Jenny Jean took this photo of me, scanning the bushes, trees and skies. She came highly recommended, a professional photographer charged with capturing images that demo what I do while on those trails, in those meadows and fens . . . how and what I do while on the hunt for butterflies. She’d already shot my greeting cards of Petra and I, the cards I send out each year to friends and associates, Christmas time and when I just want to stay connected with you and with my family. The Petra & Jeff cards are wildly popular, and still hang on I don’t know how many refrigerators and office walls.

This shot here, so sums up what I do these recent years, and what how I’ve managed to survive this long.

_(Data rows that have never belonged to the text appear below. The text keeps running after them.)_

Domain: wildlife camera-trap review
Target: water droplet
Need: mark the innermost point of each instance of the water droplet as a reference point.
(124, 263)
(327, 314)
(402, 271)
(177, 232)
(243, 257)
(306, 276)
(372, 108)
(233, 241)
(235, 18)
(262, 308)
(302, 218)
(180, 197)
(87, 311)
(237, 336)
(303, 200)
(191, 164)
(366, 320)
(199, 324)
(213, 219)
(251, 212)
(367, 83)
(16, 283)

As a kid in Brooklyn, I had to always be ready, always scan way down the street, scan what’s going on on those Brooklyn corners. In the New York National Guard, I used the scanning techniques they taught us at Ft. Dix, New Jersey, all that preparation for where they said we were headed: Viet Nam. Same went for OCS (Officers Candidate School), scanning the horizon, the trees and tree tops, the sky, the ground for hidden armature. Me, a high school Dean, and a high school Biology teacher in New York City and later in Pittsburgh. My city kids were a handful, and I always scanned, scanned, scanned. When I left teaching for that decade, and managed real estate in NYNYork, life was safer when you scanned those East Village, Chelsea, SoHo, Tribeca, West Village, etc. streets in the late 1970’s and throughout the 1980’s.

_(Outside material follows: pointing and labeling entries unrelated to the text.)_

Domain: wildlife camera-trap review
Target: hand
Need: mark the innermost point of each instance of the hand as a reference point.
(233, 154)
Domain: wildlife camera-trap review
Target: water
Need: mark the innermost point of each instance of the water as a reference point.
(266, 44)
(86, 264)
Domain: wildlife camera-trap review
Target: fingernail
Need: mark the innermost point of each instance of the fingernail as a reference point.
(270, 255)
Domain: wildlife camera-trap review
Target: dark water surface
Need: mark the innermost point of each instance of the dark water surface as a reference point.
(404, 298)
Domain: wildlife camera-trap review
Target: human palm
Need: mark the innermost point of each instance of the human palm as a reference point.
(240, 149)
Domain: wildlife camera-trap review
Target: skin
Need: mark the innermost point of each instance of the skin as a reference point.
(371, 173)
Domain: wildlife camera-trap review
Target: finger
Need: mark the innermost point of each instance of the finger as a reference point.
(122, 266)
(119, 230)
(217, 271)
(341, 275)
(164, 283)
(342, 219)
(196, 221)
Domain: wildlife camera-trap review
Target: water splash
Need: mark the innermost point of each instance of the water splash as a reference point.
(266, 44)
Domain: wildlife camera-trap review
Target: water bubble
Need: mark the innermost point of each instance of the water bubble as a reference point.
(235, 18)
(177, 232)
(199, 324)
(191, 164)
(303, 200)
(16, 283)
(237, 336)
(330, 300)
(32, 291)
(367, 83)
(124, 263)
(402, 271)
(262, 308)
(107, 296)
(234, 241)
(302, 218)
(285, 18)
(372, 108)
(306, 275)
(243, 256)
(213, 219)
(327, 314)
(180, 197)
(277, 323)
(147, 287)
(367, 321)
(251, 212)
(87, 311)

An epiphany that. I’ve spent my whole life preparing for this search for butterflies. I’ve been scanning since I was a little kid. To this day, when I hear a helicopter coming toward me, low in the sky, I began scanning it, only minutes later realizing that it’s not a threat to me, and I’m not toting ordinance.

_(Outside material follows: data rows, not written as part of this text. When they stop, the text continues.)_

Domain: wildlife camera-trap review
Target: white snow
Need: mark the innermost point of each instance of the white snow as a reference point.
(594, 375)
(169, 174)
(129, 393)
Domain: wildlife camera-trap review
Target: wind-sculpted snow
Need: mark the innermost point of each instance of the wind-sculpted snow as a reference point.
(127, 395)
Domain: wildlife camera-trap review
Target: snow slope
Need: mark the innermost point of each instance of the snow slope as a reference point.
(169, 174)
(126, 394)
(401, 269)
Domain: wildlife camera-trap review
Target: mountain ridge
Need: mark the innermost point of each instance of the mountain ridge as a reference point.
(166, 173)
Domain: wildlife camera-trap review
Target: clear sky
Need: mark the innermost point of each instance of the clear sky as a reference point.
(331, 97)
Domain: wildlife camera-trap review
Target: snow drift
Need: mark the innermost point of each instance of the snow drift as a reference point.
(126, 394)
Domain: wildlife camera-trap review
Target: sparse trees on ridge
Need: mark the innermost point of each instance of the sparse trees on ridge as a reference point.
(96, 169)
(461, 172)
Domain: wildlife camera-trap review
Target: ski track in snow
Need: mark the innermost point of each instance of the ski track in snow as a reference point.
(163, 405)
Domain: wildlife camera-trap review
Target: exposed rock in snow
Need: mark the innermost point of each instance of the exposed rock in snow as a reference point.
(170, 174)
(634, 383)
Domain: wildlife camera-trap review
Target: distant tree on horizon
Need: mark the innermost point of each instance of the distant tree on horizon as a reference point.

Scanning has led to many successes, had me seeing tiny or well hidden rare butterflies, when others might have missed seeing them. Scanning has me seeing beauty, and many atime, it was prudent that I not be seen noticing such, ‘though I did.

A whole life of scanning, from the New York City transit systems subways, to this trail, named Nichol Road trail in Raccoon Creek State Park in southwestern Pennsylvania, eight hours west of Times Square, New York, New York.

Scanning is good, good for eye health and good for helping you achieve that goal of goals: survival.